As a fully distributed company, we’ve made a bold decision not to anchor pay to employees’ physical location, no matter where they are in the world. This means that an employee who works as an Engineer 2 in a rural town in India will be in the exact same salary band as an Engineer 2 who is working from San Francisco, CA. We’re calling this “One Job, One Pay” (OJOP).
We are anchoring our salary to the 60th percentile of San Francisco, CA. This allows us to offer highly competitive salaries to top talent across the world.
OJOP is representative of how we value, care for, and reinvest in our people without compromising our company values. It’s the idea that the value of the work is inherent in the work, in and of the work itself. It moves beyond the arcane practice of pricing a job based on location. OJOP is not determined by the personal details, life choices, location, employee’s gender, race, background, or any other factor external to the value that the work provides.
This approach is one of the most straightforward ways to make work and pay as globally inclusive as possible.
It is not about who you are, what you are, what your background is, or where you live. It's about the work that you produce. It’s about your contribution and participation. We value your impact.
It's what's best for our company
OJOP is our way of ensuring success by prioritizing the company’s most valuable assets, its people and proprietary technology. It is a form of de-risking the business by ensuring that we can attract and retain top talent best suited to build our product.
The work-life revolution, which I refer to as The Great Realignment, is causing companies to rethink how they compensate and treat employees. This has presented our startup with an opportunity to think through how we can provide equal and fair pay and create a culture that defaults to transparency to optimize for better outcomes.
Compensation. It's a surprisingly controversial topic, but it doesn't have to be.
Leveraging our culture of "default to open"
Stellate adheres to this value: Default to open. Usually, opacity is the starting point, and you have to justify transparency. In our case, our starting point is transparency and we have to justify opacity. It doesn't mean that everything's open, but that openness is where we begin.
Living up to this value and showing up to the world entails pushing forward radical inclusion within our company. This includes paying equal compensation. When compensation is hidden behind some level of opacity, the company has the power to hire people at different rates even though they're doing the same job. We are neutralizing that by choosing to reveal our bands.
We don't just release publicly available bands. The transparency continues internally; every employee knows how much everyone is getting paid, including equity.
While some would argue that publishing compensation data erodes privacy, we default to the broadest definition of “open” by only publishing the band but not the level and stage of salary of our employees.
We are committed to ensuring fair pay while protecting everyone's privacy.
We have been advised that it’s risky, we have been advised that it's costly, and we have been advised that it's a distraction–but we believe that one job one pay goes hand in hand with pay transparency. So, we’re tackling both in one fell swoop.
We’re very comfortable with pay transparency because, we will be ensuring global pay parity through one job one pay. These two initiatives naturally go hand-in-hand as a low friction means of ensuring that we are adhering to the policy.

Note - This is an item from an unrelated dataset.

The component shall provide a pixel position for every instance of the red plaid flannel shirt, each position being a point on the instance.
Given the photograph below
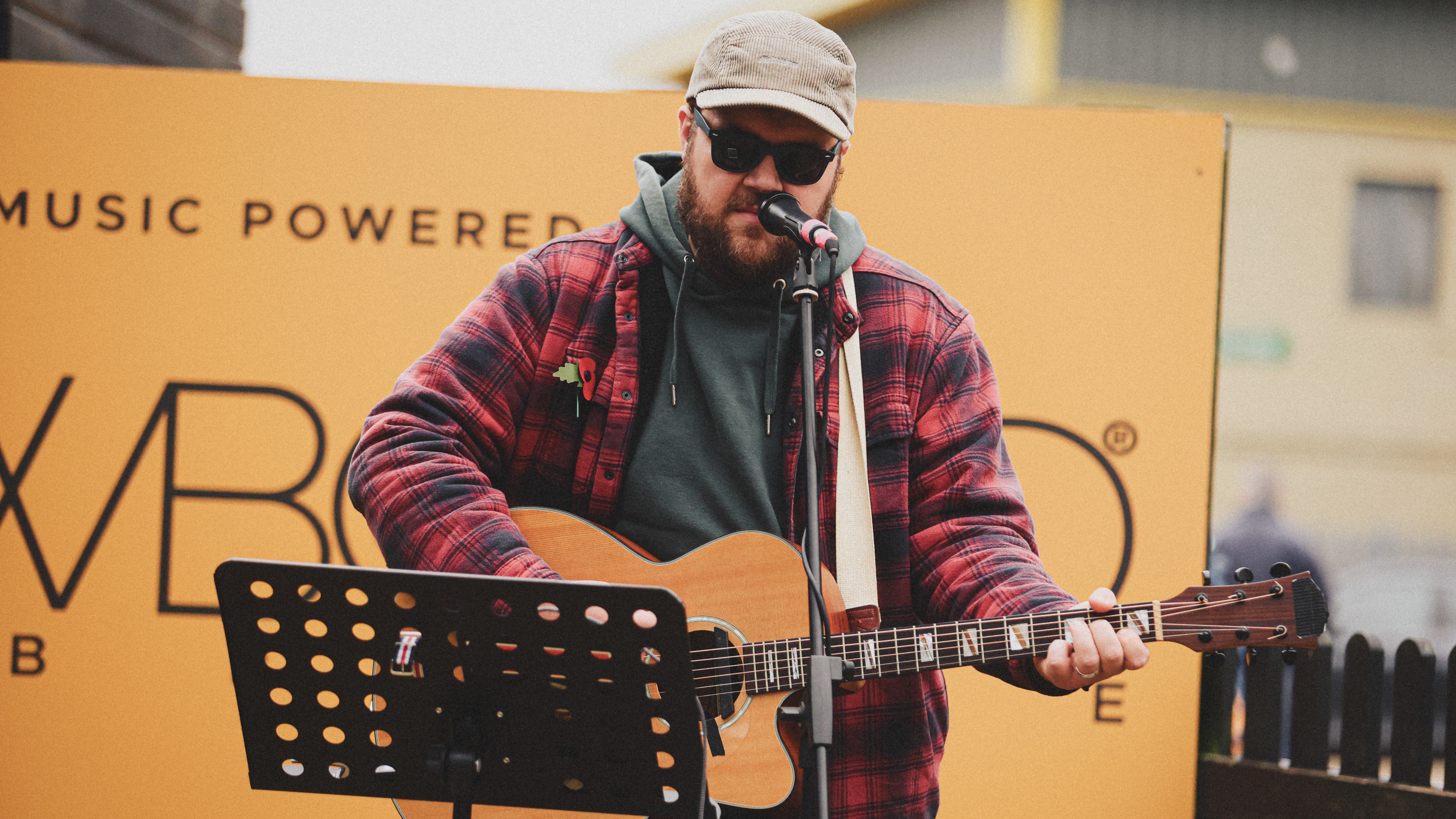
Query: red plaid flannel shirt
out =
(480, 423)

Implementation of One Job, One Pay
As elegant as “One Job, One Pay” sounds, its implementation is complicated and far from perfect. We’re not pursuing perfection but rather rapid learning and iteration.
As part of our One Job, One Pay, rollout, we’ll publish the pay range for each job. Every applicant will see what their salary would be based on the job to be done. We'll publish internally the more granular levels and sub-levels for each job. This creates an environment where we can remove the pressure of negotiating salary, which has historically been wrought with bias and discrimination.
We will conduct an annual salary review to ensure that our comp strategy is following market guidance from reliable data sources, which we will publish each year.